By its very nature, GitHub is better suited to companies that have a large number of developers. One such company is MailChimp, which is used by more than ten million people and businesses around the world to send marketing emails.

MailChimp started to use GitHub Enterprise to work together across teams, with developers and content creators alike using the system to manage projects.

Then there’s CoverMyMeds, a company that converts the manual, paper-based health care process into an electronic workflow, integrating with more than 45,000 pharmacies and insurance plans. They faced the interesting constraint of being forced to keep all code on internal servers, which ruled out many pieces of project management software. They were able to use GitHub Enterprise to house everything internally, boosting productivity as a result of it.

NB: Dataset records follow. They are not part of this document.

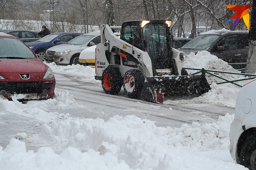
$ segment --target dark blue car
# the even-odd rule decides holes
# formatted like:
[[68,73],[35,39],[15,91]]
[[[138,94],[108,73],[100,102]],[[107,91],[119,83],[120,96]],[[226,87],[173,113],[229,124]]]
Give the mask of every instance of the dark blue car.
[[36,41],[26,42],[28,46],[39,56],[42,61],[45,61],[45,52],[54,46],[62,44],[83,34],[75,32],[57,32],[49,34]]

GitHub is also used by SAP, Braintree, Hootsuite, The Trainline, HubSpot, the DLR Institute of Robotics, and even NASA’s Jet Propulsion Laboratory.

How to Get Started with GitHub Project Management

Your developers are almost certainly already using GitHub, so you won’t have to worry about walking people through the sign-up process. Of course, you might want to carry out a brief audit to make sure that everyone has the correct permissions and that they’re added to the right teams, but once your basic infrastructure is in place – and it probably is already – you’re good to go.

You can get started by creating an issue to share a new idea or to report a bug. Once an issue has been created, you can assign it to a relevant team member and support it with file attachments, codebases, and other information. For larger projects, add milestones so that you can stay updated along the way, and encourage your developers to document their processes through GitHub.

Remember that Gartner found that 75% of all enterprise resource planning (ERP) projects fail. Set yourself up for success instead by providing training if necessary and incentivizing participation. Consider holding a ‘GitHub user of the month’ competition and rewarding the most active (and efficient) employees with gift vouchers and other goodies.

Any system is only as good as the people that use it. Ultimately, it falls to your project management staff and your developers to make or break your processes. Switching to GitHub increases your odds of success, but it’s your employees who’ll determine whether it works for you.